At some point we have to fix the fact that in some huge file the back end crashes and change the input back end to spit out (Int, String)to get the line number that string was on in the file. Instead of String and now half our application is not passing around (Int, String) and the front-end doesn't accept that anymore for printing.
In this situation you would see that the front-end is not adhering to a specific type and you might be compelled to change the front end; this is not the whole story however and the fix is probably to change the back end, given that the processor doesn't care about the line number anyways.
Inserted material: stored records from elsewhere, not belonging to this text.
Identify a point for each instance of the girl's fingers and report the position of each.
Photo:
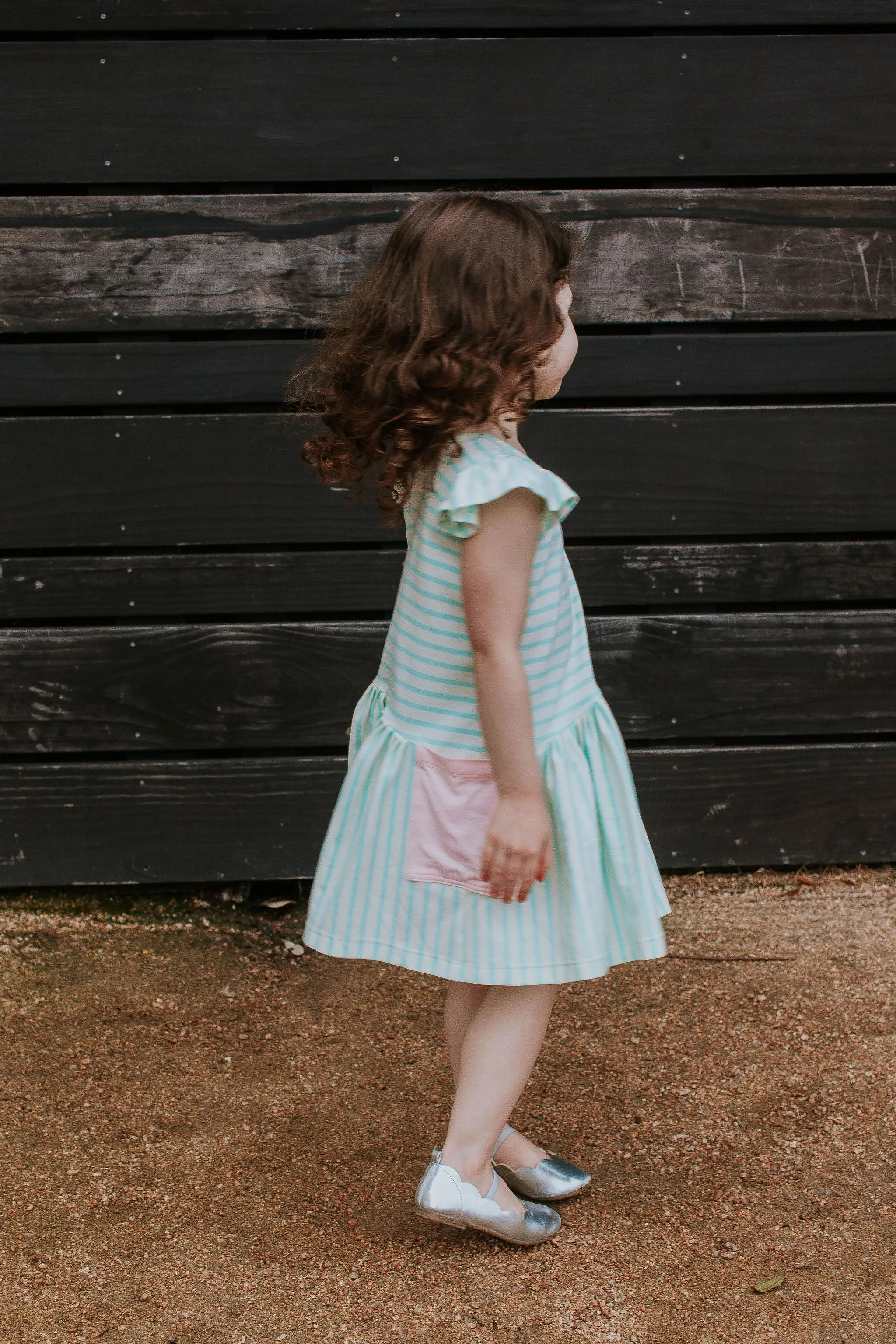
(488, 859)
(512, 875)
(527, 877)
(499, 878)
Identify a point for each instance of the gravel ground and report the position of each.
(209, 1139)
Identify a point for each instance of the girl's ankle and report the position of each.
(471, 1169)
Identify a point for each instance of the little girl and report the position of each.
(488, 828)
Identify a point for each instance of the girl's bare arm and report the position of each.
(496, 569)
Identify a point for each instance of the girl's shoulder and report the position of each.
(487, 469)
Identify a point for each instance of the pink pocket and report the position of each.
(452, 805)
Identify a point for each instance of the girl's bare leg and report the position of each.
(496, 1056)
(461, 1004)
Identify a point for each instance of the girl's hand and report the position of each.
(519, 848)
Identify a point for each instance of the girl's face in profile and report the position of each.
(558, 360)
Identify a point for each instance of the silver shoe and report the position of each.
(445, 1198)
(554, 1178)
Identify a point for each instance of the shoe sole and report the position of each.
(437, 1218)
(511, 1241)
(475, 1228)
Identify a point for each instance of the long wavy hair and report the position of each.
(445, 331)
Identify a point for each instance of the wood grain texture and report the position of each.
(614, 107)
(164, 822)
(217, 584)
(182, 373)
(45, 588)
(238, 480)
(294, 685)
(745, 807)
(379, 15)
(265, 818)
(111, 264)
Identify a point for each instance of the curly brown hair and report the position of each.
(445, 331)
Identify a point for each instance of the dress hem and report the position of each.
(558, 973)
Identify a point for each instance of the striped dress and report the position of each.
(398, 875)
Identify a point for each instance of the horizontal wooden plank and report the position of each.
(262, 818)
(226, 584)
(141, 262)
(178, 373)
(294, 685)
(751, 573)
(43, 588)
(362, 111)
(378, 15)
(238, 480)
(164, 822)
(746, 807)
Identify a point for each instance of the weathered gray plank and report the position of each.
(743, 807)
(669, 255)
(238, 480)
(244, 111)
(218, 584)
(294, 686)
(261, 818)
(43, 588)
(180, 373)
(381, 15)
(164, 822)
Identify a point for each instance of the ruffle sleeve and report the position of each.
(475, 483)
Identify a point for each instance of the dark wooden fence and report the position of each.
(189, 190)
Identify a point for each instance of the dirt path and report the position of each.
(206, 1139)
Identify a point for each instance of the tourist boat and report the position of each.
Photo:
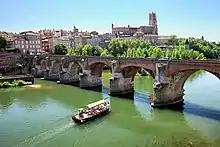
(156, 103)
(91, 112)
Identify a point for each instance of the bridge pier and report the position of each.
(70, 74)
(88, 81)
(36, 70)
(68, 78)
(52, 70)
(121, 87)
(167, 91)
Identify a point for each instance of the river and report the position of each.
(41, 116)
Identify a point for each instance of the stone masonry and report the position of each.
(170, 75)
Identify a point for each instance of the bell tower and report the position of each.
(153, 22)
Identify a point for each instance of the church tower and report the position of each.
(153, 22)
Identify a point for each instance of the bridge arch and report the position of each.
(73, 67)
(130, 70)
(97, 67)
(181, 77)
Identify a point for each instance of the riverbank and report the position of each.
(15, 83)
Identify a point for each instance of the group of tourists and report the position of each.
(93, 111)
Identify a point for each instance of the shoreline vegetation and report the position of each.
(15, 83)
(177, 48)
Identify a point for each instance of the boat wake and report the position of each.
(45, 136)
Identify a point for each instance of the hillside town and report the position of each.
(45, 40)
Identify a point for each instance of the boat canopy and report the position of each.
(95, 103)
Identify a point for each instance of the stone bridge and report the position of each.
(169, 75)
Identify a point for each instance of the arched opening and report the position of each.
(202, 99)
(201, 87)
(103, 70)
(70, 73)
(55, 69)
(142, 79)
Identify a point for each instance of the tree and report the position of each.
(70, 51)
(3, 42)
(60, 49)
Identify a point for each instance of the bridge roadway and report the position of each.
(170, 75)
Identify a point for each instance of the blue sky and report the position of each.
(181, 17)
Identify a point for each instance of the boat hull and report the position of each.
(82, 121)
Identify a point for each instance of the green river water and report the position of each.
(41, 116)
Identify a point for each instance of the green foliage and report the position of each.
(60, 49)
(70, 51)
(141, 48)
(15, 83)
(3, 42)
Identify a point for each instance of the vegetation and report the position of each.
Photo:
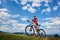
(4, 36)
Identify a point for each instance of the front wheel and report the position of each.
(29, 30)
(42, 33)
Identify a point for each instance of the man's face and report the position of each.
(34, 17)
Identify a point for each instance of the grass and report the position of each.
(24, 37)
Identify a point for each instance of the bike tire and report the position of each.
(27, 32)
This can be aided by some sort of meta SCM with knowledge of the language it's storing; it could tell you how many of the inferred types have changed between two revisions; if it's, statistically seen, too much (noticeably more than the average) then it could mean trouble; probably something you might want to fix.
The SCM would need to understand the structure of the language and keep track of the types. Not trivial -- but not too hard if you're into this sort of thing. A lot of people write parsers in "FP" languages so "FP" languages with type inference are more likely to get this sort of solution.
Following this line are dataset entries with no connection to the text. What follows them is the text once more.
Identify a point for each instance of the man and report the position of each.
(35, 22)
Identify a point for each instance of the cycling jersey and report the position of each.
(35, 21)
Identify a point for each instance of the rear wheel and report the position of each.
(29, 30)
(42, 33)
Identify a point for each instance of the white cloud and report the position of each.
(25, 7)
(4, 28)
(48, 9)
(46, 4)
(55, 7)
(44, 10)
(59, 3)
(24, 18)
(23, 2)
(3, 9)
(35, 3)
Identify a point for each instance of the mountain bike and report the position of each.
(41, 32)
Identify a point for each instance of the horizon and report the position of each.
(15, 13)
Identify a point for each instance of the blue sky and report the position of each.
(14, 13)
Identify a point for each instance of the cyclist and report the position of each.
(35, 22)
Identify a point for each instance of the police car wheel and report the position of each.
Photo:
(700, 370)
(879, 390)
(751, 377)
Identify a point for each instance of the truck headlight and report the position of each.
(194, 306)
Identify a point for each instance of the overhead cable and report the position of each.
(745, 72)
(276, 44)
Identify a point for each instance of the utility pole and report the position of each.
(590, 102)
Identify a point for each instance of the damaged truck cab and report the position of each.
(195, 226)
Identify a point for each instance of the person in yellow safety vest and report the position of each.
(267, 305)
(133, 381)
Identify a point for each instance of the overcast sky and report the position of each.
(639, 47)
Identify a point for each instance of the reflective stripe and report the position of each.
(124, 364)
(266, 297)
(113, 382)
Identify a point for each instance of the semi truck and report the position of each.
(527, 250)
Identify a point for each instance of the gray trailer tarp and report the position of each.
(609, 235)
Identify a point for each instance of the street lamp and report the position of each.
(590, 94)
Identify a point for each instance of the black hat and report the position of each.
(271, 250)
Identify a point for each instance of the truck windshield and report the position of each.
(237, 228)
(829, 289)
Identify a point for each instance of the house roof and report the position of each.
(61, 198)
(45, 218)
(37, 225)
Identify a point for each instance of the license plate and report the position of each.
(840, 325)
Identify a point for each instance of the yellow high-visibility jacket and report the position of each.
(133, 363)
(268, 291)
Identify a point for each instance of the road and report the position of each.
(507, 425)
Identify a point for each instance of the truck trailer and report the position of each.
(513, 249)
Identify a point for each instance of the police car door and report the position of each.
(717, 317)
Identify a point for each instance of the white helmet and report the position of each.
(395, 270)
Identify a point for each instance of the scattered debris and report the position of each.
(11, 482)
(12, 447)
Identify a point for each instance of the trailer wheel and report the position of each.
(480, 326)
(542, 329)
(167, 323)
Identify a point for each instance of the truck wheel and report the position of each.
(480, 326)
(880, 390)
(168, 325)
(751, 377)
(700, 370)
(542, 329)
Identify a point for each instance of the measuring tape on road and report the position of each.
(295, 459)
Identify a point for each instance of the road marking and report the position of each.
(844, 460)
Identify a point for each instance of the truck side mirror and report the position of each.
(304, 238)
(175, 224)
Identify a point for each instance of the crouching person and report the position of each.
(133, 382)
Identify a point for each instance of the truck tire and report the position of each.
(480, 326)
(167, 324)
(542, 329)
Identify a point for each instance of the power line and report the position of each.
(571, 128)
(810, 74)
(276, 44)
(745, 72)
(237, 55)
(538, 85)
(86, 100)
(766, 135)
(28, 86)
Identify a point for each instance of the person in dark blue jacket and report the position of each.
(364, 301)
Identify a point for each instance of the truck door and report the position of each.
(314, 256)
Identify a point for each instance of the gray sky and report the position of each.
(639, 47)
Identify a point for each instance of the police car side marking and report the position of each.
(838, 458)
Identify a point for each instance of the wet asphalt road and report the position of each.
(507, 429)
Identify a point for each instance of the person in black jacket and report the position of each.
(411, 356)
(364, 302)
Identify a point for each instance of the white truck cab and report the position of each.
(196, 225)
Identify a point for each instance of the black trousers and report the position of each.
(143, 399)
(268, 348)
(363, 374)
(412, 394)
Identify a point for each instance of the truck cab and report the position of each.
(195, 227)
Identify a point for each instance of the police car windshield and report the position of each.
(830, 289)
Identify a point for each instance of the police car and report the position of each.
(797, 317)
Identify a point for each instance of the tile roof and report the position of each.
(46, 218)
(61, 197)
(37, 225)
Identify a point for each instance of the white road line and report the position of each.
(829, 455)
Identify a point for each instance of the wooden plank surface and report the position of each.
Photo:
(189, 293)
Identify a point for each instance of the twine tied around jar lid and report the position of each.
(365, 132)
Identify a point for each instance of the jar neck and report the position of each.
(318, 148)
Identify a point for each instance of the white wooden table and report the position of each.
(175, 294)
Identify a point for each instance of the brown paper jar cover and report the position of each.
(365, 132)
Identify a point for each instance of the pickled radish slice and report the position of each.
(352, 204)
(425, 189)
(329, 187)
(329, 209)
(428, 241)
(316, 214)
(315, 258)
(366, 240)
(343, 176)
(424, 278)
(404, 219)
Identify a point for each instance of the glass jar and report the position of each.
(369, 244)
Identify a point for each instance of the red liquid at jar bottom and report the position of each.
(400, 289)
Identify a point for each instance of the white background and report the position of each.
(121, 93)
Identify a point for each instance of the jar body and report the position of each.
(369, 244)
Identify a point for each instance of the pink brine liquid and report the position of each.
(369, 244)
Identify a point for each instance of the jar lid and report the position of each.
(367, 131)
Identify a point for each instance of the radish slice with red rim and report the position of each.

Does anyone else think this would be a good idea for boosting Haskell productivity? Right now people use types as unit tests; in fact the most repeated mantra is to stringently describe types of stuff that your module exports as a public API, but not to bother with doing that for the innards. I think that's wrong — on the one hand, fixing the API with types limits reuse and with restrictive typing you can break things rather than fix things; on the other hand, you need to keep track when the "private" code breaks, as well. When it does break you're usually looking for a specific commit or series of commits in your SCM that will have messed it up. Often, broken code means broken types are inferred. Such a diff, a type-diff kind of tool could be used to track down where this has happened; you could use the size of the delta coming from a type-diff tool as an interesting code metric.
Regarding strong typing of public APIs — it is my experience that giving more power to users is better than walling them in. Give the users the ability to influence the type being inferred; but give them an ability to figure out what breaks, too. With a type-diff kind of tool you could have both: the ability to make the types more flexible, but also the ability to see when incorrect use of your code messes up the types in that third-party module you're using.